The first action was to support the buffer-like behavior of heat storage, namely that energy (heat) is being lost over time. This lead to the new parameter storage-efficiency, which is now part of the flex model. So now we can express that a hot water storage tank will lose around 1% of the stored heat per day. This will be reflected in what the scheduler finds to be optimal.

This work was done in Pull Request 679.

Developer support: docs, packaging

We extended the core team that works on FlexMeasures, and that is always an opportunity to spot problems in the support for developers.

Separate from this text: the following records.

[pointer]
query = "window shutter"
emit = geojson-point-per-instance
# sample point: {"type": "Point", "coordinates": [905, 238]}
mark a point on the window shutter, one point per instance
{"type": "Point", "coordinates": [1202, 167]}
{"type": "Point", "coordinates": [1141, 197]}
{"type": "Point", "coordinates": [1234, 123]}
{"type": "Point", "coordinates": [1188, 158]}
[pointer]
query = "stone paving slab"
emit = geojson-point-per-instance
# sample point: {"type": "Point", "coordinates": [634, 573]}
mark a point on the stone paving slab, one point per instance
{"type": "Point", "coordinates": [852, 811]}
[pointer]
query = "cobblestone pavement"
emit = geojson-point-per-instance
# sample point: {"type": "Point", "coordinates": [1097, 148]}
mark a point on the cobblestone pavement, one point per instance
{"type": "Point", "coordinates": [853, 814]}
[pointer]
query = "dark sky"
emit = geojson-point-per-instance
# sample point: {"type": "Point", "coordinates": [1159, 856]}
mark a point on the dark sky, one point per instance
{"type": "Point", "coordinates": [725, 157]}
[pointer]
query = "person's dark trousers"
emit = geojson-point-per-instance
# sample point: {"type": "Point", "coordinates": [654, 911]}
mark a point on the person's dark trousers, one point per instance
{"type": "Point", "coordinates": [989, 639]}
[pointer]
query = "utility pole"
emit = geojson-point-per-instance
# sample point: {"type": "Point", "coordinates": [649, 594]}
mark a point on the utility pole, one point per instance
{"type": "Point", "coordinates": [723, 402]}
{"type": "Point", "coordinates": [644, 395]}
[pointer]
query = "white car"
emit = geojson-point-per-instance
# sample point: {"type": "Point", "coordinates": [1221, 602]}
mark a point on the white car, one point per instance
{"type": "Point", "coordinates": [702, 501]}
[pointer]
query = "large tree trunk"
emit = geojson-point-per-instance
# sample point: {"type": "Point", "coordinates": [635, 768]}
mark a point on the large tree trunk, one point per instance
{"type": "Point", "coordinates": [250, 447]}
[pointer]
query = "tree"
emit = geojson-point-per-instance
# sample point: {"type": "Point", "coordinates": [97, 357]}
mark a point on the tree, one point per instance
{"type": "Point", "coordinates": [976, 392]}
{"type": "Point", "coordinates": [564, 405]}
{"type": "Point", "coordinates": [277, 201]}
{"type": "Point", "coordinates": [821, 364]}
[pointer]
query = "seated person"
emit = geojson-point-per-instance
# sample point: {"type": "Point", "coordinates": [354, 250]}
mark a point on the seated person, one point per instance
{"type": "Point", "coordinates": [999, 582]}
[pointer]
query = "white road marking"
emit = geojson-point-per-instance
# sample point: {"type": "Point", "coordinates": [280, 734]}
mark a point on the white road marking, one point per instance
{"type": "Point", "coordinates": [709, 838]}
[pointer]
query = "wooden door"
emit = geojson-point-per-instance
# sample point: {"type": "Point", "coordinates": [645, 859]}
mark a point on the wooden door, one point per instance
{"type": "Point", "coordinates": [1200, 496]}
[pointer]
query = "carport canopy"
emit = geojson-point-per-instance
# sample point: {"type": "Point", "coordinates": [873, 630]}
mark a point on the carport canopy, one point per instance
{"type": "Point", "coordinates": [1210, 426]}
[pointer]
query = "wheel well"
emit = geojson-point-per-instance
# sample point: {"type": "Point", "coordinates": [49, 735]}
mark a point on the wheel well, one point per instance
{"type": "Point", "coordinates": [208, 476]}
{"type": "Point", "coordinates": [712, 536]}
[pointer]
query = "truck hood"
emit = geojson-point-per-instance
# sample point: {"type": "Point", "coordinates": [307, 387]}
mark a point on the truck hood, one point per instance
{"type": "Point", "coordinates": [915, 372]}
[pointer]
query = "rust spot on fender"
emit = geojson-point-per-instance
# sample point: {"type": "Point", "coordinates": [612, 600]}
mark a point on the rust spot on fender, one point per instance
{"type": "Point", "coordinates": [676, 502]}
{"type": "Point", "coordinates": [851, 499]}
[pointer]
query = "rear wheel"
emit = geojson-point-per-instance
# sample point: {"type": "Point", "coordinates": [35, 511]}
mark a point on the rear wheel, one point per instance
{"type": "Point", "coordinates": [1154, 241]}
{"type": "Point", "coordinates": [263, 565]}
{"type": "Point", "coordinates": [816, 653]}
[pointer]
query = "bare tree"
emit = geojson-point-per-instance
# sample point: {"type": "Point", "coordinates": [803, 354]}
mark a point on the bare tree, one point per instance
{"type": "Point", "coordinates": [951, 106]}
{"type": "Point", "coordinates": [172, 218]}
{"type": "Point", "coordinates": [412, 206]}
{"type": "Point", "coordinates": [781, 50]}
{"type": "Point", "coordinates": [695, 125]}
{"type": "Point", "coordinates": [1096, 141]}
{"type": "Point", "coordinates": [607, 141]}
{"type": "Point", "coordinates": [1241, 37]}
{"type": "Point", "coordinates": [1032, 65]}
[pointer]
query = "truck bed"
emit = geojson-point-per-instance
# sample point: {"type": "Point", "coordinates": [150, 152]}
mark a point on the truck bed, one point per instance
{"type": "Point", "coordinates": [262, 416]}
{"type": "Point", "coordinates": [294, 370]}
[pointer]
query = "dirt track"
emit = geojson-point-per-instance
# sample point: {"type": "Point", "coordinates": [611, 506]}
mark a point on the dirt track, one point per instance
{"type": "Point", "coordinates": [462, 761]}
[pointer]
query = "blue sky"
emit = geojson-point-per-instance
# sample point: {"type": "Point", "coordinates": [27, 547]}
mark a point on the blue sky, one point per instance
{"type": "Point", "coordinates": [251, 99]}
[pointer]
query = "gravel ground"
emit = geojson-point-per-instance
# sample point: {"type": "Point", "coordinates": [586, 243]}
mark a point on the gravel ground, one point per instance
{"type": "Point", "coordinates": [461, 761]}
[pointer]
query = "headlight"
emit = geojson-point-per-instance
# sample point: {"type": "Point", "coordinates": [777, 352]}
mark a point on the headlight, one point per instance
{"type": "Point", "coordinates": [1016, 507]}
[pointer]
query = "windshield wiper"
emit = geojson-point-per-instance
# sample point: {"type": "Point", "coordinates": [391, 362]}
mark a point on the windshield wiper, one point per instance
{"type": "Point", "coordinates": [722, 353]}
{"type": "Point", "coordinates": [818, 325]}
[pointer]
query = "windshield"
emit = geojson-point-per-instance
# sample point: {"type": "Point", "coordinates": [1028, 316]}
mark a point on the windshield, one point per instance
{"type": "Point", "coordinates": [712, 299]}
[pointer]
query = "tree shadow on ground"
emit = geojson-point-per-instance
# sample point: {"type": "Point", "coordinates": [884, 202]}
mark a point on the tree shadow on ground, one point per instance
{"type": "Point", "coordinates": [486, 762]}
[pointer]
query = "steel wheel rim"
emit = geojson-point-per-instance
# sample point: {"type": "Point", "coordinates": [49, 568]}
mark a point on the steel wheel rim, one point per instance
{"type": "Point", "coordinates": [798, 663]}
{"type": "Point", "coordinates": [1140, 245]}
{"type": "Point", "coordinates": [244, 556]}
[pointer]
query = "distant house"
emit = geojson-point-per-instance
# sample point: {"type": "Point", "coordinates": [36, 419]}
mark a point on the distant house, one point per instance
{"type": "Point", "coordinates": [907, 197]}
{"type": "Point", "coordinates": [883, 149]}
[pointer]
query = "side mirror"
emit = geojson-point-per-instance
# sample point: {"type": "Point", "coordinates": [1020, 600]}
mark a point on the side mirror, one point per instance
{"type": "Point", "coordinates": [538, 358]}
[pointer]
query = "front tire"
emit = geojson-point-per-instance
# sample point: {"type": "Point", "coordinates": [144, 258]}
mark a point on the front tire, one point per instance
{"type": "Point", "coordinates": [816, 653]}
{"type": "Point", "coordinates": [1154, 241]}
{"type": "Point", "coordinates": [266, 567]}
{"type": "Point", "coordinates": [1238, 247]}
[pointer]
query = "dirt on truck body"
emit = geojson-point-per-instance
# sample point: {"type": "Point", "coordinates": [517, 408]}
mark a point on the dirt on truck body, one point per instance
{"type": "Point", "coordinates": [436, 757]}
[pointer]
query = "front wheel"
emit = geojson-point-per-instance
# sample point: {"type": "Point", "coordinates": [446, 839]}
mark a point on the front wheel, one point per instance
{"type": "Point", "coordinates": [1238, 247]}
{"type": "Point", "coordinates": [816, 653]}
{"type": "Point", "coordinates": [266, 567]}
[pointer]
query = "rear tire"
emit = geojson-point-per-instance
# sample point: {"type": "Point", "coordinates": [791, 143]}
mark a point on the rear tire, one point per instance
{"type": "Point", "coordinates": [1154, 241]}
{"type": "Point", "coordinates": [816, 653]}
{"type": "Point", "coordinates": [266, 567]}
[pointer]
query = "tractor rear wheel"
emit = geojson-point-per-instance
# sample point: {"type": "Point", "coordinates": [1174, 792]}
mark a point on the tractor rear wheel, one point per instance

We added two main improvements:

  • Better developer docs, making it easier to install FlexMeasures and understand what it's doing (Pull Requests 664, 665, 676, 687698)
  • Packaging improvements, making it easier to use FlexMeasures in deployments (Pull Requests: 670, 671)

API sunsetting

Finally, as our long journey to a more flexible datamodel is coming close to completion, we are sunsetting (as we pre-announced in version 0.12) API versions below 3. Please help your users upgrade to API version 3 before you use FlexMeasures v0.14!

While version 0.13 still allowed hosts to get the sunset endpoints back if needed, we now have sunsetted them and they return HTTP status code 410 by default.

We compiled some helpful information for FlexMeasures hosts to manage this transition well.  

This work was done in Pull Request 667.